We recently went to Morelia to shop and dine, riding with our friend, Ron.
I'd read a review on MoreliaConnect by Wayne Brewster owner of the shop, Aquí y Allá, recommending a new restaurant, featuring both Lebanese and Yucatecan specialities, as well as carnes a la parilla. (Grilled meats.)
Before commencing our arduous shopping tasks, we fortified ourselves with some succulent and tender birria de cordero tacos and sabroso but salty consomé in the converted garage of La Esquina del Borreguito, at the corner of Antonio Moral #267 and Aristeo Mercado, Colonia Nueva Chapultepec. (It's also within range of the INM office, and makes a good, restorative stop after a visit to that service.) The birria effectively muted the edge of our appetites for dining later, but we made a good effort.
After shopping, we returned to dining. We had no trouble finding El Asador La Hacienda at Morelos Sur # 1500, Colonia Félix Ireta. There was easily accessed off street parking. The new restaurant building is atypical next to its worn (but non threatening) neighboring buildings.

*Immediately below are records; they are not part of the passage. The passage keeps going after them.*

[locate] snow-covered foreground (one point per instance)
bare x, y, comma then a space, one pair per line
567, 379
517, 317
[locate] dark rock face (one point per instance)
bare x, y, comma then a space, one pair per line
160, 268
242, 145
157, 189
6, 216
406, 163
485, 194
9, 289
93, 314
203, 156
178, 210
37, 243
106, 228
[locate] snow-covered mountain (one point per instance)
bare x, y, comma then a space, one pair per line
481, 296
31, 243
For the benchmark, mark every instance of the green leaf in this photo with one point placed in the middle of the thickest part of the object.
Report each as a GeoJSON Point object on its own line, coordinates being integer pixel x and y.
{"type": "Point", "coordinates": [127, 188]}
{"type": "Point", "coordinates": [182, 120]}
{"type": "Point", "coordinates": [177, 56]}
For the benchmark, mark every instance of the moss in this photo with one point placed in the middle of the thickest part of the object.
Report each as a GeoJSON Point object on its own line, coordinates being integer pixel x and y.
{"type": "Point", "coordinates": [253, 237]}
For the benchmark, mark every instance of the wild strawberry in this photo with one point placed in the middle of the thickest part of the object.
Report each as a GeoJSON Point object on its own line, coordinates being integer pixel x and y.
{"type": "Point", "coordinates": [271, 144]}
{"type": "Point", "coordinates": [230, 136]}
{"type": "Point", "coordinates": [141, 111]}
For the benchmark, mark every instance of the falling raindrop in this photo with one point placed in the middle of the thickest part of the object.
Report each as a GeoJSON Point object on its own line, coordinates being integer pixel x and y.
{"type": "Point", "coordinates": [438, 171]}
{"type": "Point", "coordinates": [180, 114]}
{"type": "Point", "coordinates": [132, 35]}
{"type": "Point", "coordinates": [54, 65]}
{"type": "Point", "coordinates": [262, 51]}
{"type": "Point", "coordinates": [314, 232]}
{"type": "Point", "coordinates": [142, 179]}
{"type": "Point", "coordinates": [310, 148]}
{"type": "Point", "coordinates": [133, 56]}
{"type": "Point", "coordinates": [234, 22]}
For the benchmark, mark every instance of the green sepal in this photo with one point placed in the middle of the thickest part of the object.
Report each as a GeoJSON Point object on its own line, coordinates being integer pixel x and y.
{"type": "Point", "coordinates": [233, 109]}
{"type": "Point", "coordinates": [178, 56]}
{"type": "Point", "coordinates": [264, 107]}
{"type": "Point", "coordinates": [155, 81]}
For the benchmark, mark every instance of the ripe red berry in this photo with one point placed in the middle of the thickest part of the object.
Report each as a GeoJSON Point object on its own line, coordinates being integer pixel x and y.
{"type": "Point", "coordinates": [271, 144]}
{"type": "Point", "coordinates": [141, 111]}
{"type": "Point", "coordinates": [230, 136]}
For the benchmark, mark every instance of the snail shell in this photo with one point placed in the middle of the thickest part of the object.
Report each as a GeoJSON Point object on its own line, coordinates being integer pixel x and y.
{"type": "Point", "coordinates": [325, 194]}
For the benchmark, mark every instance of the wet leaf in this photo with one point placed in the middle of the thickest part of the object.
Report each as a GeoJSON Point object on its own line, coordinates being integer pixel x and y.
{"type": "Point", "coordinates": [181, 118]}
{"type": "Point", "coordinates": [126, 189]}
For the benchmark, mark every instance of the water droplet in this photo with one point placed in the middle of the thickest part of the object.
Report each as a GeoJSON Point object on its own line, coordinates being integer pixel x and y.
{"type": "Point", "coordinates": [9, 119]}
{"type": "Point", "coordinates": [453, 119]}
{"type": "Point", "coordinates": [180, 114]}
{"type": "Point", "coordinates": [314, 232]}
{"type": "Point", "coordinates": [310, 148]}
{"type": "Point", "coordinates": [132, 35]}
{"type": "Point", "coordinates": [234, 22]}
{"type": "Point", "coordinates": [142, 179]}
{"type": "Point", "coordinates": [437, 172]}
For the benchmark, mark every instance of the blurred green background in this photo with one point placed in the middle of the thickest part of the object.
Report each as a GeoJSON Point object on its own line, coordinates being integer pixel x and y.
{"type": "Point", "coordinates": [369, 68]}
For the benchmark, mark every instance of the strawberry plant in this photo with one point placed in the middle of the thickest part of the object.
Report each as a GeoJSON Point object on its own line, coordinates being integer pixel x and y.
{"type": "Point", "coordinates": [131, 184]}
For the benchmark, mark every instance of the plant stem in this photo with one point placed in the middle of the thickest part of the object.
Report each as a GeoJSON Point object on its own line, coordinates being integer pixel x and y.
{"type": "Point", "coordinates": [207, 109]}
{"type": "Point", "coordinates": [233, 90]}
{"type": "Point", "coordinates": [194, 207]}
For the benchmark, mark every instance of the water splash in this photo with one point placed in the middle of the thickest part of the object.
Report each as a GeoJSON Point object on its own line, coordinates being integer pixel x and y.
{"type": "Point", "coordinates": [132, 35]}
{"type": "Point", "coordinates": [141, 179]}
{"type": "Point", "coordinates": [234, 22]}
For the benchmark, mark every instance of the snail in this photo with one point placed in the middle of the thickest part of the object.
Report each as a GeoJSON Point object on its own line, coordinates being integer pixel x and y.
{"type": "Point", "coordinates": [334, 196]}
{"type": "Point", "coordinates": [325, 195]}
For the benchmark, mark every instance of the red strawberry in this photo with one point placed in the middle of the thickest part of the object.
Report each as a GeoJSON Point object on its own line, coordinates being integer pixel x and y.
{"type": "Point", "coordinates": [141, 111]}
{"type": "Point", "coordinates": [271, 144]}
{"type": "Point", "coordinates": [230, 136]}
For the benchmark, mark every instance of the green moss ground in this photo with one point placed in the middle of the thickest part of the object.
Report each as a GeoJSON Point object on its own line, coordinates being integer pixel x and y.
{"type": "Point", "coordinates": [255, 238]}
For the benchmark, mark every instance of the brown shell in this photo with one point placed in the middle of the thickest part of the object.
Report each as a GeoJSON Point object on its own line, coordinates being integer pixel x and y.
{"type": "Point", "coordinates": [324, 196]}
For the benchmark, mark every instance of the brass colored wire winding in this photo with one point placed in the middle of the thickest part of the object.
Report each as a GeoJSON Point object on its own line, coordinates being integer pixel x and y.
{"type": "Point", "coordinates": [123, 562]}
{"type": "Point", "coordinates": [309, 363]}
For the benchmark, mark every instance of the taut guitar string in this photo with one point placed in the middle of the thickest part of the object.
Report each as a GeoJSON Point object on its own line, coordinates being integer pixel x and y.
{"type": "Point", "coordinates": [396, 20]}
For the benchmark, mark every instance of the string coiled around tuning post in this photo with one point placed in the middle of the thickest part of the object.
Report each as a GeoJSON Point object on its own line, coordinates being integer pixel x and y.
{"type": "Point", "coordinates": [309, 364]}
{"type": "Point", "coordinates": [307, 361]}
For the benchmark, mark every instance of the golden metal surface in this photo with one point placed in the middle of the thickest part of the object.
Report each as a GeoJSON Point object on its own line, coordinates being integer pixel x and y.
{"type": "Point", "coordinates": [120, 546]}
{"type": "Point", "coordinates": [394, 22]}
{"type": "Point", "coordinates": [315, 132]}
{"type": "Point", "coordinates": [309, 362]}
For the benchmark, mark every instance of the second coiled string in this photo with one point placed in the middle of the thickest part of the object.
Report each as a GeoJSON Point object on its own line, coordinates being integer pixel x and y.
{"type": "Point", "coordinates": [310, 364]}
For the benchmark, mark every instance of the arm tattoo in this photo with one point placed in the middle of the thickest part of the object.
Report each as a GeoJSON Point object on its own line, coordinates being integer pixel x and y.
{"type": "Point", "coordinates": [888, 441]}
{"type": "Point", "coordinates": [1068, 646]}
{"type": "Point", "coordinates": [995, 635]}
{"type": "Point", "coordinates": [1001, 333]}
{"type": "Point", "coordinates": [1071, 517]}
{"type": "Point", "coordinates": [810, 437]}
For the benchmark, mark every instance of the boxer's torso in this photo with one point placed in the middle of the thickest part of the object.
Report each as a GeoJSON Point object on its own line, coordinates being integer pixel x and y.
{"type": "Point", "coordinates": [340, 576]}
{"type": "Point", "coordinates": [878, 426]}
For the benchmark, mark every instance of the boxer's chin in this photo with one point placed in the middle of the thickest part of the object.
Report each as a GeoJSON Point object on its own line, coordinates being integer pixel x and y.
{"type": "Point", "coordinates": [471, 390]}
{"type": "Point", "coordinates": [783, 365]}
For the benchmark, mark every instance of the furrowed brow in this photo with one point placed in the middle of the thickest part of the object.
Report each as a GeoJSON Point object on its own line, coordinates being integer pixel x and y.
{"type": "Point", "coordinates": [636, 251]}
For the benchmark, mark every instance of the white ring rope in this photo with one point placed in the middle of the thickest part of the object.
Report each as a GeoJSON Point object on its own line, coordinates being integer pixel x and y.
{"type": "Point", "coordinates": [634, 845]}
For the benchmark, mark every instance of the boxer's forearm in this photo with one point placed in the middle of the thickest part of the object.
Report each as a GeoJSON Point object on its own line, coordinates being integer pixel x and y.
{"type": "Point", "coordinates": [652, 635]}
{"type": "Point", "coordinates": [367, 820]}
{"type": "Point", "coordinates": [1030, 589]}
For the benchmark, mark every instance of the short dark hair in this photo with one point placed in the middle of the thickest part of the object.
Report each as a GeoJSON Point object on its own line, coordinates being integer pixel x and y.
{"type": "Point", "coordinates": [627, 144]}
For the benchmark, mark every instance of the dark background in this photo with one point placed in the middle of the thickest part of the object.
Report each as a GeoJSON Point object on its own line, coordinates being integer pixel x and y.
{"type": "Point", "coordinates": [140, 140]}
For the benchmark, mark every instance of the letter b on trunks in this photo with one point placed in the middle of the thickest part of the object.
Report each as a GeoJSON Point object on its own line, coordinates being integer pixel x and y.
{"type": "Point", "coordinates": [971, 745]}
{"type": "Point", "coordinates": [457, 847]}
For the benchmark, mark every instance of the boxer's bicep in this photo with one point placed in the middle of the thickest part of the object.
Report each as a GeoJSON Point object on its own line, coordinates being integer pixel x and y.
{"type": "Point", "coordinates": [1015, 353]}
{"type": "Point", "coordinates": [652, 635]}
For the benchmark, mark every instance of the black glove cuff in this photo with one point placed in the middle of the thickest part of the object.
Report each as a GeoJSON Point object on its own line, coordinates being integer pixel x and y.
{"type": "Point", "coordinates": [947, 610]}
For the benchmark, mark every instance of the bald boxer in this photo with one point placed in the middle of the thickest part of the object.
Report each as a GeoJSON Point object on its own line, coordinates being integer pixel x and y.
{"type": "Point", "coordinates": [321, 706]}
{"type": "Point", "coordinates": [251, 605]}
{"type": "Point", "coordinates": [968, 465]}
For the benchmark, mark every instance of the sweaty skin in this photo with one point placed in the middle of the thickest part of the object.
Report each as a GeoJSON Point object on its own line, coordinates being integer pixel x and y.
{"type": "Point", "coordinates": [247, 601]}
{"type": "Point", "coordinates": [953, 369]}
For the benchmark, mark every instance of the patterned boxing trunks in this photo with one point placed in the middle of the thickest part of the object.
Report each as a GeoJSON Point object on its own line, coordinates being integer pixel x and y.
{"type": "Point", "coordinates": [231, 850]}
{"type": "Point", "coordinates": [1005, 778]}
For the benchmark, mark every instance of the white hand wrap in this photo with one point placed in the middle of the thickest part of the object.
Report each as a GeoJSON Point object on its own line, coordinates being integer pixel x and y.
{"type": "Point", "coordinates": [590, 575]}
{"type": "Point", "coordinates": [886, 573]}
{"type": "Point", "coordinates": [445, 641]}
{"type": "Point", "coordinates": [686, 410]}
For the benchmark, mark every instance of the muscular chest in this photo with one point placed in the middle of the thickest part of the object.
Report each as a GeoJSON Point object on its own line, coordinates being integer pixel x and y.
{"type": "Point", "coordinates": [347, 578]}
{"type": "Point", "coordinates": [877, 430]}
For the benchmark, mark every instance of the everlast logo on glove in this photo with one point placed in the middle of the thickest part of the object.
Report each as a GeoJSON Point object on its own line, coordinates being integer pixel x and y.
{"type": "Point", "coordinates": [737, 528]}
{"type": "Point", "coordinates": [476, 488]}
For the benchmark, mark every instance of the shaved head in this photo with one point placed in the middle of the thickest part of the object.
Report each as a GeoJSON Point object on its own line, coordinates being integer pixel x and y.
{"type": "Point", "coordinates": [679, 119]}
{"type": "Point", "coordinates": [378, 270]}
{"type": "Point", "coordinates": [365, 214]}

The restaurant is attractive, although relatively sparsely decorated, which I didn't mind. The dining area consists of two spacious rooms, with the one to the back about half the size. There's a small playground where your kids can entertain themselves. I saw a young, uniformed woman nanny supervising them. I assumed that she worked for the restaurant.
The soft-spoken head waiter welcomed us, brought us a small plate of lightly seasoned raw vegetables and not very good bread, then asked if we wanted menus. That puzzled me somewhat. Why else would we be there? We had the attention of that waiter and two newbie assistants throughout our meal. It would have been too much attention, but at least they didn't pester us with "¿Todo bien?" every few minutes.
There was a loud noise from the kitchen ventilating fan, and we considered moving to the back room, but the head waiter had the kitchen turn off the fan.
The menu is quite extensive but we were not up to trying very many dishes due to our earlier indulgence. The attractions for our group were the Combos Yucateco and Libanés, both offering a sampling of specialties not often seen in the area.
Ron ordered the Combo Libanés, which is comprised of stuffed grape leaves, hummous, tabouleh, a kofteh (it may have been baked kibbeh.), jocoque, cucumber salad, rice with lentils and triangles of pita bread.
But ever curious, he also ordered three panuchos de cochinita pibil, to share with us.
|Panucho de cochinita pibil|
on a comal, then partially split open and filled with black beans. They are then topped with shredded meats or chicken. Cochinita pibil, marinated pork, wrapped in banana leaves and slowly cooked in a pit, is then served as a plate or on panuchos, or as you like. The garnish of purple onions marinated in lime juice is classic. A very small dish held some potent salsa de chile habanero, with a thick, jam like consistency. Believe me; it wasn't jam! We all liked the cochinita.
Doña Cuevas and I spilt a Combo Yucateco platter, which reprised more panuchos and cochinita. Good thing that we liked them.
It's apparent that the Combo Libanés offers more variety and interest than the Yucateco, and at a lower price.
But wait! There's more: we were offered the option of also having Part 2 of the Combo: Relleno Negro de Pavo, a very distinctive dish of the Yucatan. Naturally, we accepted. Here it is.
Two out of three of us would like to return to try other dishes (but, please; no more cochinita pibil for a while!) Due to the circumstances prior to our visit, I would give the restaurant a tentative rating, as follows:
• Food: ****
• Service: ****
• Price: $$, higher for grilled meats. Our bill was $425 pesos for the three of us. (Remember, we shared the Combo Yucateco.)
• Ambience: Spacious, open (glassed in) kitchen, new and modern with a smattering of decor.
• Restrooms: Sparkling clean and new.